As the NBA season approaches and the preseason comes to a close, we’ll be taking a look at the player on each team that holds the key to unlocking their full potential.
For the Cleveland Cavaliers, success this season is probably going to be defined more by how key players look than by their record, as this still feels like a team that is a couple pieces away from being in the conversation for play-in/playoff spots in the East. There isn’t a player on the roster that has more question marks coming into this season than their biggest offseason acquisition, Lauri Markkanen, who the Cavs hope can bring them some much needed floor spacing while also continuing to grow in other areas.

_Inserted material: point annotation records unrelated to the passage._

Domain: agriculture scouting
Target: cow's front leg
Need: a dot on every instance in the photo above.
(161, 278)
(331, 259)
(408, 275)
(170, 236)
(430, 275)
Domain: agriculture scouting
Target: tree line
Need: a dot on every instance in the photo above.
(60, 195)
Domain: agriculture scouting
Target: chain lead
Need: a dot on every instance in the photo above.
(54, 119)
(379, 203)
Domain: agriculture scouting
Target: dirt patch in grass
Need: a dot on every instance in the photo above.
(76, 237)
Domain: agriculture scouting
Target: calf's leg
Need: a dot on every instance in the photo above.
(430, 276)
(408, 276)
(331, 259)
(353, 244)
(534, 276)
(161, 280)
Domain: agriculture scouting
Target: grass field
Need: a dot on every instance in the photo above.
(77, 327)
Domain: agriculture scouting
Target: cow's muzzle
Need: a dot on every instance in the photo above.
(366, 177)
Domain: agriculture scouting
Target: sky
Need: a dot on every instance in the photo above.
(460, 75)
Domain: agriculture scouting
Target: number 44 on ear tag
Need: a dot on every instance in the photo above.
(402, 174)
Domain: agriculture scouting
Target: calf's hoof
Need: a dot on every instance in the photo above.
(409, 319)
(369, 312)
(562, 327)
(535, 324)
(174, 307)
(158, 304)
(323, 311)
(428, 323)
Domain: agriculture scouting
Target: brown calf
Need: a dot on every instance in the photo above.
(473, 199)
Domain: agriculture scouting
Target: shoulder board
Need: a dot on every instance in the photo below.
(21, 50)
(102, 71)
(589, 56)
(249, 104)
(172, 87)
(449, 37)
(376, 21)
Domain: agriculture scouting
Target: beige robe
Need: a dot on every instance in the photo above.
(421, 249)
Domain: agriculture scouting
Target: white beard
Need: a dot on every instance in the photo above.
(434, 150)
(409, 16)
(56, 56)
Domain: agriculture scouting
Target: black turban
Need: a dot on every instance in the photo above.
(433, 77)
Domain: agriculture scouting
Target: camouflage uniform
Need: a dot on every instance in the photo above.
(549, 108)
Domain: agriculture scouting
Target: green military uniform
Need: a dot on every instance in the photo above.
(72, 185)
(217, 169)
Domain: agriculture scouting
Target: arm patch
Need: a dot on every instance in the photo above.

Markkanen is a career 36.6 percent three-point shooter, including a career-best 40.2 percent last year, and for a Cavs team that had some of the worst spacing in the league a year ago, that is needed. However, it’s everything else with Markkanen that remains a question, from defense to what else he provides offensively beyond a spot-up option on the perimeter. He’s not a particularly good connector with a career 6.6 assist percentage and a 9.0 turnover percentage, but he has scoring upside beyond the three-point ball. Last year was, by far, his best shooting season inside the arc, shooting 58.2 percent from two-point range, buoyed by a 55.3 percent mark from 3-10 feet, per Basketball-Reference. That ability as not just a rim finisher but someone capable of scoring from just outside the restricted area is important for his positional versatility and effectiveness inside despite not being a particularly strong big man.
On defense, he has a ways to go, as he’s not quick enough to deal with fours who can put the ball on the floor, but also isn’t a real rim-deterrent when at the center position. Part of J.B. Bickerstaff’s job is going to be figuring out how to make Markkanen lineups work on that end, which many be helped by the fact that he’s likely to be paired with Jarrett Allen and rookie Evan Mobley for most of his minutes, who are both quality defenders. The Cavs invested heavily in Markkanen and gave up their most versatile defender in Larry Nance Jr. to get him, which puts plenty of pressure on the fifth-year man out of Finland to tap further into his potential now that he’s out of Chicago and into the new situation he so desperately wanted to be in.
His presence could help the Cavs backcourt to have more room to attack the paint and work in space, but if the defense is untenable, then there will be plenty of questions about whether Cleveland made the right move this summer.